In January 1926, Stanage was hired as a player-manager for the Evansville Hubs of the Three-Eye League. At age 43, he appeared in 86 games for Evansville, 79 as a catcher, and compiled a .251 batting average.

On November 30, 1926, after Cobb left as the Tigers' manager, Stanage was hired as a coach for the Pittsburgh Pirates; his former Detroit teammate Donie Bush had just been hired as the Pirates' manager. After five years as a coach for the Pirates, Stanage was released on September 1, 1931.

==Family and later years==
After his playing career was over, Stanage lived in Detroit. He worked for 21 years in the Wayne County Treasurer's Office until 1949 when he was forced to retire at age 66. In the 1950s, he worked as a watchman for Detroit Tigers games at Briggs Stadium.

Stanage was married three times. His first wife was Lucille, to whom he was married in 1915. Lucille was arrested in 1921 for passing a bad check in Oakland, California; she was released after Stanage made good on the check.

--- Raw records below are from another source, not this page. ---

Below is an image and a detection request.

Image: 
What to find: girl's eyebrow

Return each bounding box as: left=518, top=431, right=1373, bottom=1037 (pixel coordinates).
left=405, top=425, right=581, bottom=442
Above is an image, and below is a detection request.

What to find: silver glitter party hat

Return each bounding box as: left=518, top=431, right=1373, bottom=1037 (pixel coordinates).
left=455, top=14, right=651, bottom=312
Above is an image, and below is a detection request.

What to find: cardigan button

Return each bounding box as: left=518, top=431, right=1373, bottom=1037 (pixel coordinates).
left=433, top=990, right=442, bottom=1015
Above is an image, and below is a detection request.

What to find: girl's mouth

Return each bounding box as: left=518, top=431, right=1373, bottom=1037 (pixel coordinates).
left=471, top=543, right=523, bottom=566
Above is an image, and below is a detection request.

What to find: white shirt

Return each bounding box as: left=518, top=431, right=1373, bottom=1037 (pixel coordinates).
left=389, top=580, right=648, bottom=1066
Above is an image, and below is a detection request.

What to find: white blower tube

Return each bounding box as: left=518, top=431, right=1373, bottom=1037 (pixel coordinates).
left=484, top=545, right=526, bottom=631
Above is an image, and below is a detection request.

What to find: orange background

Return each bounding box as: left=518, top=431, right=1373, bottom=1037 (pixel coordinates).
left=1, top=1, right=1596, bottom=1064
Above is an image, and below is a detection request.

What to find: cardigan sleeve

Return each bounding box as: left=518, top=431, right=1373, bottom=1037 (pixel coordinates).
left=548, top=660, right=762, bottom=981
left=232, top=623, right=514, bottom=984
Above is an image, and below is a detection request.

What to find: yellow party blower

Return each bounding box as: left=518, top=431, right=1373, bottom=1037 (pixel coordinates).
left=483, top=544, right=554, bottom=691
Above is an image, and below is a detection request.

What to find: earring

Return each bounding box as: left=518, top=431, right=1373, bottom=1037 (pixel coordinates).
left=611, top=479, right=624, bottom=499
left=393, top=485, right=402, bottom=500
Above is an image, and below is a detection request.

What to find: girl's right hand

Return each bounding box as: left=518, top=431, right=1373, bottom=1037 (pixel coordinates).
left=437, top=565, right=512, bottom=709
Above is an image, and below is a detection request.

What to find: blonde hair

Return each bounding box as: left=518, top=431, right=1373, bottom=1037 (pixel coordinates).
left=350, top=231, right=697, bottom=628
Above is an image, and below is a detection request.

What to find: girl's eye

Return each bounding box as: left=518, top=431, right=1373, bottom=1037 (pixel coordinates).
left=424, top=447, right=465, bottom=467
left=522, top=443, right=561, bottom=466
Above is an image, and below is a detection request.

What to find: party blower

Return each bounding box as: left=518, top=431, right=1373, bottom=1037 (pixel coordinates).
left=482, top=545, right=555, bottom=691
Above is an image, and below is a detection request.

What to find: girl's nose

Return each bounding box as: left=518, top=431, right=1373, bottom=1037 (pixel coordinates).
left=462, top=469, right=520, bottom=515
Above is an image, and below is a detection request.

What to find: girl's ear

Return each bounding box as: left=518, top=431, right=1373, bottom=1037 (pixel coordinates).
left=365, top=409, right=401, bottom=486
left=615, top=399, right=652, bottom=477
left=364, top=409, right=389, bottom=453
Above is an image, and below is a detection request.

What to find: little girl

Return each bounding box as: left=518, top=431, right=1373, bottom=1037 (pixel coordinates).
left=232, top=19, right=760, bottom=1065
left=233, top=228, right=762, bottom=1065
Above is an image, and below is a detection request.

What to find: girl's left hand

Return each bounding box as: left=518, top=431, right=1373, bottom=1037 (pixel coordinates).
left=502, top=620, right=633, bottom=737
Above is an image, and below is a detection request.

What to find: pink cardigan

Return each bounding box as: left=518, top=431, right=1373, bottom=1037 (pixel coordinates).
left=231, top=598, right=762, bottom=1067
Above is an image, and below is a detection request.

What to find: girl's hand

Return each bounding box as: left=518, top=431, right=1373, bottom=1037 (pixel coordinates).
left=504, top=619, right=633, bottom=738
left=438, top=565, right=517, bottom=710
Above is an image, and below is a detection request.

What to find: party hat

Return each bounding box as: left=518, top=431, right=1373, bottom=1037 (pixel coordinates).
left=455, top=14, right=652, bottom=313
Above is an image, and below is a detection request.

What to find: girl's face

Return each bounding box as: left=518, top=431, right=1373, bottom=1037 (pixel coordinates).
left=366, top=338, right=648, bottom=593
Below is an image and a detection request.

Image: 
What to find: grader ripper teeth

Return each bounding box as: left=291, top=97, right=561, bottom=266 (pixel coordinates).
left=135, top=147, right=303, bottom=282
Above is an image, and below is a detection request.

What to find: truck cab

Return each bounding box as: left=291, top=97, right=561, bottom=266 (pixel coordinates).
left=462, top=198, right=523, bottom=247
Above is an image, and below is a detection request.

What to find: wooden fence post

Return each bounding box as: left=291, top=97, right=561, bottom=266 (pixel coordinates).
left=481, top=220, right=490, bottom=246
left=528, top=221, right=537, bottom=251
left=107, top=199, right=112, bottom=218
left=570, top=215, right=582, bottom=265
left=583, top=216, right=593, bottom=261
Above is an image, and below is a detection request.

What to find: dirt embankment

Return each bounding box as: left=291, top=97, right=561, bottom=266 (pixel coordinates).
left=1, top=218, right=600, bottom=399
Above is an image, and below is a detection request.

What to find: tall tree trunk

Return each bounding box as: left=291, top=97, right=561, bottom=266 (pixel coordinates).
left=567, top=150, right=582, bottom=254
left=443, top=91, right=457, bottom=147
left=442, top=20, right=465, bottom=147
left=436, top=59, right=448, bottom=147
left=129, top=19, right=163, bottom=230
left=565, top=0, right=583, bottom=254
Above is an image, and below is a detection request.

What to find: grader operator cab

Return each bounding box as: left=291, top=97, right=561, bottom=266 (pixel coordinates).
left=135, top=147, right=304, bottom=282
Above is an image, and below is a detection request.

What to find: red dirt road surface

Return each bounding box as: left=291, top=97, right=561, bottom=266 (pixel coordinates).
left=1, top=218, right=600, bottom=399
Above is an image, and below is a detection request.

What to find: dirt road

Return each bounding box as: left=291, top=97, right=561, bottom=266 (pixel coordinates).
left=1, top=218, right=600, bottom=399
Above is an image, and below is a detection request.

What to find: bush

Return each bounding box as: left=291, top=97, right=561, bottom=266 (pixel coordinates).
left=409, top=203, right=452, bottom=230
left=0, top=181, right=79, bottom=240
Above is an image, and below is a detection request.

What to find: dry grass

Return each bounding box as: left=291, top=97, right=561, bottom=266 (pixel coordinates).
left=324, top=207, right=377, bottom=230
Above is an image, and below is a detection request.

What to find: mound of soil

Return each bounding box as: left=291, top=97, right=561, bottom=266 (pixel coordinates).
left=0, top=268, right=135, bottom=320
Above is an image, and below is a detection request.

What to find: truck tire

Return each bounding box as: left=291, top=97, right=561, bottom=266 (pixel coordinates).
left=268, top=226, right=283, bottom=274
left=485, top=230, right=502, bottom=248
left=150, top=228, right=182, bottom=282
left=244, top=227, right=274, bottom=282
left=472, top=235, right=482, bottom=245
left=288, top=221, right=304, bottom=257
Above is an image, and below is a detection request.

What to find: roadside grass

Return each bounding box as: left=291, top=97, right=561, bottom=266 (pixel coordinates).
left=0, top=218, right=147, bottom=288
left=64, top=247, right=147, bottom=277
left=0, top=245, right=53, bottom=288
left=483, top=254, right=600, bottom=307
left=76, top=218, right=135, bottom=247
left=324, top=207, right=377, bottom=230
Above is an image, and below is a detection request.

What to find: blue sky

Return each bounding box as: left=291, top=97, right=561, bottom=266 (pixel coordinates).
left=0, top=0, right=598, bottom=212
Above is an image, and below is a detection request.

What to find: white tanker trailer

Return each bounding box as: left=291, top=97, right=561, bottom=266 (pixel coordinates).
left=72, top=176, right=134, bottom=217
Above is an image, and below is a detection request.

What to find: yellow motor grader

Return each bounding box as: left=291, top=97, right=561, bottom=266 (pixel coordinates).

In June 1922, Lucile filed for divorce, charging that Stanage "kept company with other women and frequently abused her." She was arrested two months later on charges of again passing a bad check.

Stanage's second wife was Della with whom he had two sons and two daughters; Della died in 1950. After the death of Della, Stanage was remarried to his third wife, Mabel.

Stanage died at Detroit Osteopathic Hospital in 1964 after a long illness at age 81.